Dynamical Systems Described by Differential Equations and Equilibrium Points 📂Dynamics

Dynamical Systems Described by Differential Equations and Equilibrium Points

Definition ¹

Given a space $V$ and function $f : V \to V$ , assume the following vector field is given as a differential equation: $\dot{v} = f(v)$

If variable $t$ is included in the differential equation and $t$ is not explicitly shown, it is referred to as an Autonomous Differential Equation.
If a constant function $f_{0} (v)$ is a solution to the autonomous differential equation $\dot{v} = f(v)$ , then $f_{0}$ is called an Equilibrium Point.

Description

Autonomous Systems

Dynamical systems expressed by autonomous differential equations are referred to as Autonomous Systems. Geometrically, since most are expressed as vector fields, they are simply called vector fields in the appropriate context. Usually, variable $t$ represents time, and the fact that the equation includes variable $t$ without explicitly showing it, for example, refers to an equation like the following: $\dot{y} = y$ A non-trivial solution to the above differential equation is $y = e^t$ . The reason for the term autonomous becomes clear when considering non-autonomous differential equations, which are, as the name suggests, differential equations where variable $t$ is explicitly shown. An example would be as follows, with the addition of term $\sin t$ : $\dot{y} = y + \sin t$ Systems represented by such differential equations can be seen as being influenced by some external interference over time $t$ , rather than being $y$ itself. In this sense, calling equations that are not non-autonomous, autonomous differential equations seems appropriate.

Fixed Points

Equilibrium Points have a physical sense to them, and in mathematics, the term Fixed Point is preferred. In a system, a fixed point, as the name suggests, does not move. A point not moving means that the derivative indicating the change of position is entirely $0$ , and since it’s a fixed point, it’s a constant function. Strictly speaking, it’s an element of the function space $C^{1} (X)$ constituted by the solutions to the differential equation rather than the domain $X$ defined for the function, i.e., it’s a fixed point as a function. However, depending on the textbook, it may also be loosely referred to as an element of $X$ that is a fixed point.

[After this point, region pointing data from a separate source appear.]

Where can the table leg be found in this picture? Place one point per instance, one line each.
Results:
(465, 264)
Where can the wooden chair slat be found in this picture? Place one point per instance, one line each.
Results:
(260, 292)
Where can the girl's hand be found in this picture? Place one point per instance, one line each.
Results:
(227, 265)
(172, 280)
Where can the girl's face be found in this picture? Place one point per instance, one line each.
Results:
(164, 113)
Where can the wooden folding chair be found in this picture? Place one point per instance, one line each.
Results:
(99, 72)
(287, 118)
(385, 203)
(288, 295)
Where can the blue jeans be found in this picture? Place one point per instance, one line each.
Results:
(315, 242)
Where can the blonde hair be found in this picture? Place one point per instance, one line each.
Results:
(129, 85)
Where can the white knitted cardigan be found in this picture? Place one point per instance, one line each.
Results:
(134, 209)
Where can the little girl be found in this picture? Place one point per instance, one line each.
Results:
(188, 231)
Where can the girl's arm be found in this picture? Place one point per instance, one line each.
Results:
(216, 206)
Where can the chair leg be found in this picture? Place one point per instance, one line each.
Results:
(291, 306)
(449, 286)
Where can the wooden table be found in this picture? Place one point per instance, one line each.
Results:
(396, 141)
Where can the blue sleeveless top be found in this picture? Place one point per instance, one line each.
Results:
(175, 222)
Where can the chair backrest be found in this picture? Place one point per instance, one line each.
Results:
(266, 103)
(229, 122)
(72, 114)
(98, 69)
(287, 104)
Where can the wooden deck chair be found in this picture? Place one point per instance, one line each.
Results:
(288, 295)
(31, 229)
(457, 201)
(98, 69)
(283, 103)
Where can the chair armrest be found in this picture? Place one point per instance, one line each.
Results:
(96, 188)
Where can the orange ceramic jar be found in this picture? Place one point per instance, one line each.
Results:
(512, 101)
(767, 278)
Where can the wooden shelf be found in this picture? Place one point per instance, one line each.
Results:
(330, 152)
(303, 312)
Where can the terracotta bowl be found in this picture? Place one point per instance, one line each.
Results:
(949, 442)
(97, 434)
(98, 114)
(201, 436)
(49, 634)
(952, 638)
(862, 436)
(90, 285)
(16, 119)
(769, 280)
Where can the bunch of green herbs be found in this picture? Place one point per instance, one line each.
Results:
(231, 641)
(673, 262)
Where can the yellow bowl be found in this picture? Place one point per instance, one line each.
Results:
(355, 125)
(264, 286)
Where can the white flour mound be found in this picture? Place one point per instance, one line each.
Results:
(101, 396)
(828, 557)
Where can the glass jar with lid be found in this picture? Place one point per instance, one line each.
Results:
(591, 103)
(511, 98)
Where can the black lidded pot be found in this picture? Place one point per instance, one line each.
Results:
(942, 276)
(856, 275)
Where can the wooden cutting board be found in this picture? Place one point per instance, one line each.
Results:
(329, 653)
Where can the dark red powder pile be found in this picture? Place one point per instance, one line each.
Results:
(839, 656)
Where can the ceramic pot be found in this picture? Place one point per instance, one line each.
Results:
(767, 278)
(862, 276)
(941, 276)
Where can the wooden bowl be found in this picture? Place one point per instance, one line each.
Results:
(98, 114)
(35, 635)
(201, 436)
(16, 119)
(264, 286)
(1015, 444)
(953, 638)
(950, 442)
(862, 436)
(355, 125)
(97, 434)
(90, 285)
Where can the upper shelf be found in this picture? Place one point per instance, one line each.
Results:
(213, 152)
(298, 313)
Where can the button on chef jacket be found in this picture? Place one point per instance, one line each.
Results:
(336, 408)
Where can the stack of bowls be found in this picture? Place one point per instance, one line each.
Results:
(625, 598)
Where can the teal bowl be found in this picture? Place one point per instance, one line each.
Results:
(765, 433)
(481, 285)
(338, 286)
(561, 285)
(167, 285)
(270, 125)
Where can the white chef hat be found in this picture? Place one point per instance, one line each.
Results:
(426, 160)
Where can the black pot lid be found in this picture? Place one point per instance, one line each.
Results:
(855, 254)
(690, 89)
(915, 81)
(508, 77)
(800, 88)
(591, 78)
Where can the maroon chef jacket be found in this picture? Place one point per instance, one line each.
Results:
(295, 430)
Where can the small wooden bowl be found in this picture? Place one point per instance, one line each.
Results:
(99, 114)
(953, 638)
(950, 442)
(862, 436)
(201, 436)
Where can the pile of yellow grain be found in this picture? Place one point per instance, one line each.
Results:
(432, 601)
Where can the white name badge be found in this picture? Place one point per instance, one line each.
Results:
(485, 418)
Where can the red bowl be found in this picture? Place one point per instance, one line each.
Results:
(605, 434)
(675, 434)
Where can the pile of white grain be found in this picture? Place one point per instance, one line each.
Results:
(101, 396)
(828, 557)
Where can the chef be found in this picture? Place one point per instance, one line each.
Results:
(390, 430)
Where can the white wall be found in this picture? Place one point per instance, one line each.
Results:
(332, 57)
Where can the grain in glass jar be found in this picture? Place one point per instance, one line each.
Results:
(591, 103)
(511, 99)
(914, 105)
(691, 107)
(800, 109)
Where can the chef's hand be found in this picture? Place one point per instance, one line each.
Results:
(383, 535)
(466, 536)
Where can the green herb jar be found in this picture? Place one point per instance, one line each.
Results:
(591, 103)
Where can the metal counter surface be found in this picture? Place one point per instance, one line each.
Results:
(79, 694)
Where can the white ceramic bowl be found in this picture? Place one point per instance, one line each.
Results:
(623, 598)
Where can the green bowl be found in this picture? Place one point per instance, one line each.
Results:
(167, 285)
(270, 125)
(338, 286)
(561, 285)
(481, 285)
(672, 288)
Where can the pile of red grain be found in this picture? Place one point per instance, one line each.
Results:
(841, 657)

Notation in Differential Equations

In differential geometry, the notation of differentiation with respect to $s$ and $t$ : ${{ df } \over { ds }} = f^{\prime} \quad \text{and} \quad {{ df } \over { dt }} = \dot{f}$ Whether it’s dot $\dot{}$ or prime $'$ , differentiation is differentiation, but in the context of differential geometry, symbols can be differentiated as shown above. Usually, $s$ represents the parameter of a unit speed curve, and $t = t(s)$ represents the parameter of a curve reparametrized by the length of the curve.

Although not strictly necessary, in dynamics, the notation using dot $\dot{y}$ is often used in place of prime $y '$ , as dynamics generally deals with vector fields in terms of changes over time $t$ .

Examples

Consider the Lorenz attractor as an example: $\begin{cases} \dot{x} = - \sigma x + \sigma y \\ \dot{y} = - xz + \rho x - y \\ \dot{z} = xy - \beta z \end{cases}$ Fixed points can be obtained by substituting $0$ for all left sides, since they describe points that do not move on domain $\mathbb{R}^3$ . $\begin{cases} \displaystyle 0 = - \sigma x + \sigma y \\ \displaystyle 0 = - xz + \rho x - y \\ \displaystyle 0 = xy - \beta z \end{cases}$ Through simple calculations, the following three fixed points $F_{i}$ can be found: $F_{1} = F_{1}(t) = (0,0,0) \\ F_{2} = F_{2}(t) = \left( \sqrt{\beta (\rho - 1)},\sqrt{\beta (\rho - 1)}, (\rho-1) \right) \\ F_{3} = F_{3}(t) = \left( -\sqrt{\beta (\rho - 1)},-\sqrt{\beta (\rho - 1)}, (\rho-1) \right)$ Note that it is expressed as a function like $F_{i} = F_{i} (t)$ . At first glance, $F_{i}$ seems like a point in $\mathbb{R}^{3}$ , but according to its definition, it’s obtained as a constant function whose value does not change over time $t$ and as a solution to the Lorenz differential equation. Conceptually, there’s no difference from a point in three-dimensional space.